A version used by the U.S. Air Force, the U1050-II real-time system, had some extra peripherals. The most significant of these was the FASTRAND 1 Drum Storage Unit. This physically large device had two contra-rotating drums mounted horizontally, one above the other in a pressurized cabinet. Read-write heads were mounted on a horizontally moving beam between the drums, driven by a voice coil servo external to the pressurized cabinet. This high-speed access subsystem allowed the real-time operation. Another feature was the communications subsystem with modem links to remote sites. A UNISERVO VI-C tape drive provided an audit trail for the transactions. Other peripherals were the card reader and punch, and printer. The operator's console had the 'stop and go' buttons and a Teletype Model 33 teleprinter for communication and control.
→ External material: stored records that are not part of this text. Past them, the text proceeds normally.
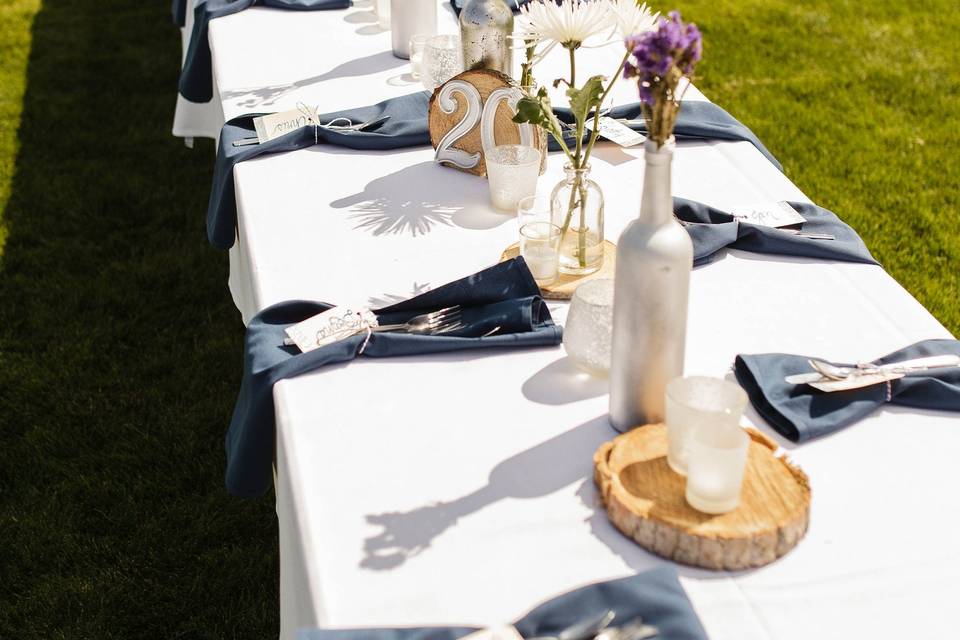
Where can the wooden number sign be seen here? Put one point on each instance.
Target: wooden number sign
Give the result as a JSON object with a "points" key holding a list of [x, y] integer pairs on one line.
{"points": [[472, 113]]}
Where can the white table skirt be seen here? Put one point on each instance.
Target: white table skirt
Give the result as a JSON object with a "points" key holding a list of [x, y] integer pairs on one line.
{"points": [[456, 488]]}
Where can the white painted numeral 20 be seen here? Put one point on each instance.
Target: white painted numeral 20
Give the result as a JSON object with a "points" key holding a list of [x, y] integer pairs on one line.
{"points": [[474, 114]]}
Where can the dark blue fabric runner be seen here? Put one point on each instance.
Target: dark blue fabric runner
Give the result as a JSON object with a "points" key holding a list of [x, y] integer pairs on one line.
{"points": [[504, 296], [801, 413], [407, 127], [196, 76], [655, 596], [712, 230]]}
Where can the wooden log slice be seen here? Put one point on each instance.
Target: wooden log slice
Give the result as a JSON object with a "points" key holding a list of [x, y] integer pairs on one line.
{"points": [[506, 130], [645, 500]]}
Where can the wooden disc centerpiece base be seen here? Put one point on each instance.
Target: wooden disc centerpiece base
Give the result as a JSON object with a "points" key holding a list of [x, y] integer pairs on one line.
{"points": [[565, 285], [645, 500]]}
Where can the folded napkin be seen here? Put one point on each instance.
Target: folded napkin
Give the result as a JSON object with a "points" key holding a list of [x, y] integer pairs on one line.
{"points": [[196, 76], [712, 230], [697, 120], [801, 413], [407, 127], [504, 296], [655, 596]]}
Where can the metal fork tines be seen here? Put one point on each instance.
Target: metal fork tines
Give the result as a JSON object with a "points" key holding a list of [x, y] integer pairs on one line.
{"points": [[442, 321]]}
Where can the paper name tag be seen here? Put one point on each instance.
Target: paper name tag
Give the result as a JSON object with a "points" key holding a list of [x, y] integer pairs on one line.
{"points": [[495, 633], [275, 125], [855, 382], [330, 326], [769, 214], [618, 132]]}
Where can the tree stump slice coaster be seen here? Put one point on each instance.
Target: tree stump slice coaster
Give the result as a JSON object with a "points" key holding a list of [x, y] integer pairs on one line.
{"points": [[644, 499], [565, 285]]}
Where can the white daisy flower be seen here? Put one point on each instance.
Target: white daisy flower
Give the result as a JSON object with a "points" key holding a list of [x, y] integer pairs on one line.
{"points": [[632, 17], [569, 23]]}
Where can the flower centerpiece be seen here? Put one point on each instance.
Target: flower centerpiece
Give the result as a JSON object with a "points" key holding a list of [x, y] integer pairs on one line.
{"points": [[577, 201], [659, 61]]}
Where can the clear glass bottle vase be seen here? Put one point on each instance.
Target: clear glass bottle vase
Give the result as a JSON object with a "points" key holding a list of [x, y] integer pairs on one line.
{"points": [[577, 208]]}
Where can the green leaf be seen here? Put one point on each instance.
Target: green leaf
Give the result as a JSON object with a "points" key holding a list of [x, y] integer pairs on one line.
{"points": [[583, 100]]}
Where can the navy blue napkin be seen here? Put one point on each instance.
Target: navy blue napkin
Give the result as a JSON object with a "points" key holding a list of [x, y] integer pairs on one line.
{"points": [[196, 76], [697, 120], [407, 127], [504, 296], [712, 230], [801, 413], [655, 596]]}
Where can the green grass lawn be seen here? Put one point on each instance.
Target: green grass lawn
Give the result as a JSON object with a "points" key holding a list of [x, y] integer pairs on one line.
{"points": [[120, 347]]}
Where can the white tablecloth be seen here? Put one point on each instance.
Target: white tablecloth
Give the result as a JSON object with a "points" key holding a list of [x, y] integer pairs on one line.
{"points": [[456, 488]]}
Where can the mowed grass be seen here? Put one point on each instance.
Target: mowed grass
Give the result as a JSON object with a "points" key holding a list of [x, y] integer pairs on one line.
{"points": [[120, 347]]}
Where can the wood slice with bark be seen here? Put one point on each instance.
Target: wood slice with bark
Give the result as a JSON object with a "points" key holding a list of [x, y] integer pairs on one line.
{"points": [[644, 499]]}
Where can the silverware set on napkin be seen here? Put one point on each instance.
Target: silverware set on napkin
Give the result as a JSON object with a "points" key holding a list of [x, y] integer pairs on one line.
{"points": [[830, 377], [363, 126], [598, 628]]}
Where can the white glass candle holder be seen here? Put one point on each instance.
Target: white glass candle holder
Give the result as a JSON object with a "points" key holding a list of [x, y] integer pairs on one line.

The initial Air Force order in November 1963 was for 152 systems.

Other operators include the Union Bank of Switzerland (SBG) who operated a number of UNIVAC 1050s in concert with a pair of UNIVAC 492s from 1965 onwards.
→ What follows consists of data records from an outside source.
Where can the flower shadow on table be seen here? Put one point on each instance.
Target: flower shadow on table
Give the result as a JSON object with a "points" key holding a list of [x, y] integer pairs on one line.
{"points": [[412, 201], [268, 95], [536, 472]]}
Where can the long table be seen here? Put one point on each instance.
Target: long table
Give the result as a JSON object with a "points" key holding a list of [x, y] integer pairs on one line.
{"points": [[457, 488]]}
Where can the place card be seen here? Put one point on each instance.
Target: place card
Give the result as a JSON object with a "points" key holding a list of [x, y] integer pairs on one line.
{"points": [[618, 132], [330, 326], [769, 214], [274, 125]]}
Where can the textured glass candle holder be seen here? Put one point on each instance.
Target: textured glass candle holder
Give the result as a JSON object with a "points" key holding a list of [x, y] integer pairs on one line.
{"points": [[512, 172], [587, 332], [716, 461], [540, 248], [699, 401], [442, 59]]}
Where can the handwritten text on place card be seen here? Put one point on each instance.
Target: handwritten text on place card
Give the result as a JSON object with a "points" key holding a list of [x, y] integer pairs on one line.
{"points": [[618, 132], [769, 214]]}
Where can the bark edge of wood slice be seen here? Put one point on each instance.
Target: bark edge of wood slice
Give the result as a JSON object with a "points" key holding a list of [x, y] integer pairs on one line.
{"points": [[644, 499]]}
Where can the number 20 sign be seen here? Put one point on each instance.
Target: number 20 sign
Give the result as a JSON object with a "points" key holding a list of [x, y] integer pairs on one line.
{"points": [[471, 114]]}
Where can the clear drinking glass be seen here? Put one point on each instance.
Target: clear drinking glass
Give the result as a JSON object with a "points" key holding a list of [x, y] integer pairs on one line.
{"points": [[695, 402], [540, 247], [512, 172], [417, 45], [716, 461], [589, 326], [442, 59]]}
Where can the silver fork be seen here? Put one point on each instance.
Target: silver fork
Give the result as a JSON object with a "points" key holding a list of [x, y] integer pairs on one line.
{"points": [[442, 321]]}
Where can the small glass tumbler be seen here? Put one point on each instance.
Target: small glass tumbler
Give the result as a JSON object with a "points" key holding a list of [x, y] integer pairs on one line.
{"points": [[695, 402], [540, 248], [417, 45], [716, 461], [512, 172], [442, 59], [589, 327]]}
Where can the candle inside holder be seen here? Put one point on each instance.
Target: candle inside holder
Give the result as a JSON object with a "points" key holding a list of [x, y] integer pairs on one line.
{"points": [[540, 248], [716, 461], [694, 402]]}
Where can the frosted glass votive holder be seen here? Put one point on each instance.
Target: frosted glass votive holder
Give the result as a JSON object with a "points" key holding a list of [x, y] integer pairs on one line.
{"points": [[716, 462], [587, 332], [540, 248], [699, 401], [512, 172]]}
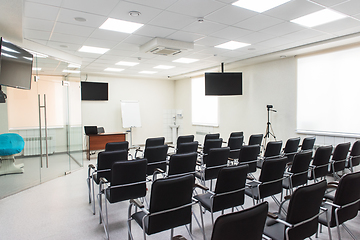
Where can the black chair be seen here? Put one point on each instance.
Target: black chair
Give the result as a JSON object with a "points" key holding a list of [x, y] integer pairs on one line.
{"points": [[249, 155], [187, 147], [344, 205], [128, 181], [255, 139], [273, 149], [339, 158], [270, 180], [298, 171], [320, 164], [246, 224], [237, 134], [291, 148], [301, 220], [308, 143], [235, 144], [216, 159], [170, 206], [354, 158], [229, 190], [105, 161]]}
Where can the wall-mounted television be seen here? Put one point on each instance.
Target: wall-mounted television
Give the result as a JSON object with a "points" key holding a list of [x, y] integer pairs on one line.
{"points": [[15, 66], [223, 84], [94, 91]]}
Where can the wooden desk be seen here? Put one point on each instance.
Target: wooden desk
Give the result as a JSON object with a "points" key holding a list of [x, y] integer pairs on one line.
{"points": [[98, 141]]}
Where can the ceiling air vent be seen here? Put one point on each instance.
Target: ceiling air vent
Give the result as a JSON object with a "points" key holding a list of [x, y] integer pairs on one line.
{"points": [[166, 47]]}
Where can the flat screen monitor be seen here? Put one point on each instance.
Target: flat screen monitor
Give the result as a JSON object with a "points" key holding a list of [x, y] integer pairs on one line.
{"points": [[16, 66], [223, 84], [94, 91]]}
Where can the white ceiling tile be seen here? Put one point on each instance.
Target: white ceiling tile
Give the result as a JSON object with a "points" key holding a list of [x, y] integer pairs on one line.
{"points": [[258, 22], [121, 11], [282, 29], [199, 8], [40, 11], [186, 36], [172, 20], [351, 7], [91, 6], [230, 15], [154, 31], [293, 9], [231, 33]]}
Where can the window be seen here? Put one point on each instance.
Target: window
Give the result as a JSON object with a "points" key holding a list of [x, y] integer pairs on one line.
{"points": [[204, 108]]}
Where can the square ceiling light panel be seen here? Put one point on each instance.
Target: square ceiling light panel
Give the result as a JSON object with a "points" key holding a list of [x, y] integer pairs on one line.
{"points": [[117, 25], [259, 5], [96, 50], [232, 45], [319, 18]]}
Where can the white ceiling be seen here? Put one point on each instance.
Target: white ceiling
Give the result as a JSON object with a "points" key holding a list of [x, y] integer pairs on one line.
{"points": [[52, 23]]}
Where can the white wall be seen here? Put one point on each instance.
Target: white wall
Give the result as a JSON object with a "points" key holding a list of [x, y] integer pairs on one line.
{"points": [[154, 96], [266, 83]]}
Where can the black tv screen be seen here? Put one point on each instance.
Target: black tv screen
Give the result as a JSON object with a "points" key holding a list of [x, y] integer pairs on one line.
{"points": [[16, 66], [222, 84], [94, 91]]}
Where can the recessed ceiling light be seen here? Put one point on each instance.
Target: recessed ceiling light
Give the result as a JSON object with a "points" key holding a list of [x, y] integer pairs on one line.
{"points": [[71, 71], [80, 19], [164, 67], [97, 50], [113, 69], [259, 5], [127, 63], [186, 60], [72, 65], [134, 13], [318, 18], [148, 72], [232, 45], [120, 25]]}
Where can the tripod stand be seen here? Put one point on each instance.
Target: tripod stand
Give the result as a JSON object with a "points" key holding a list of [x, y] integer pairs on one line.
{"points": [[269, 129]]}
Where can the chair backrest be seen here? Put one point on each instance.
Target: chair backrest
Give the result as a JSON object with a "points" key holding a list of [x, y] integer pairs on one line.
{"points": [[271, 176], [300, 168], [212, 143], [237, 134], [230, 179], [179, 190], [152, 142], [126, 173], [156, 157], [308, 143], [106, 160], [291, 147], [347, 192], [355, 153], [182, 163], [304, 204], [255, 139], [187, 147], [216, 160], [246, 224], [235, 144], [113, 146], [249, 155], [321, 161], [340, 155], [184, 139], [273, 149]]}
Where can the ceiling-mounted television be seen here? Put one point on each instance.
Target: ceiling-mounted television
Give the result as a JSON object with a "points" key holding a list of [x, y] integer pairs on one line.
{"points": [[94, 91], [223, 84], [16, 66]]}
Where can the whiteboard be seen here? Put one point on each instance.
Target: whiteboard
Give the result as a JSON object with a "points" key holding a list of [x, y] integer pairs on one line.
{"points": [[130, 112]]}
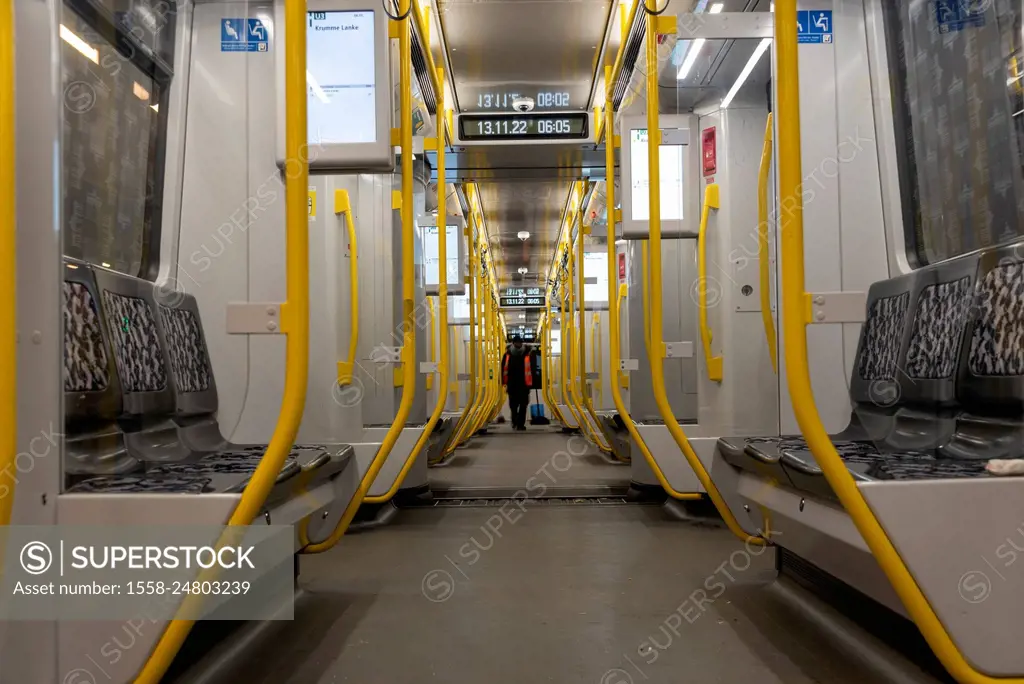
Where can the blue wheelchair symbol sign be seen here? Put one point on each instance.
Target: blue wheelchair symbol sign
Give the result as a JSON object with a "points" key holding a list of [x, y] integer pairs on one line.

Subsequently, UNIVAC released the 1050 Model III (1050-III) and 1050 Model IV (1050-IV) for general-purpose commercial usage. The key difference between the two models was that of performance and expandability. The 1050-IV could be expanded to 64K of character addressable memory which could access two characters at a time with a cycle time of 2 microseconds per access (vs. 4.5 microseconds in the 1050-III). Both models supported Decimal Multiply/Divide as an upgrade option.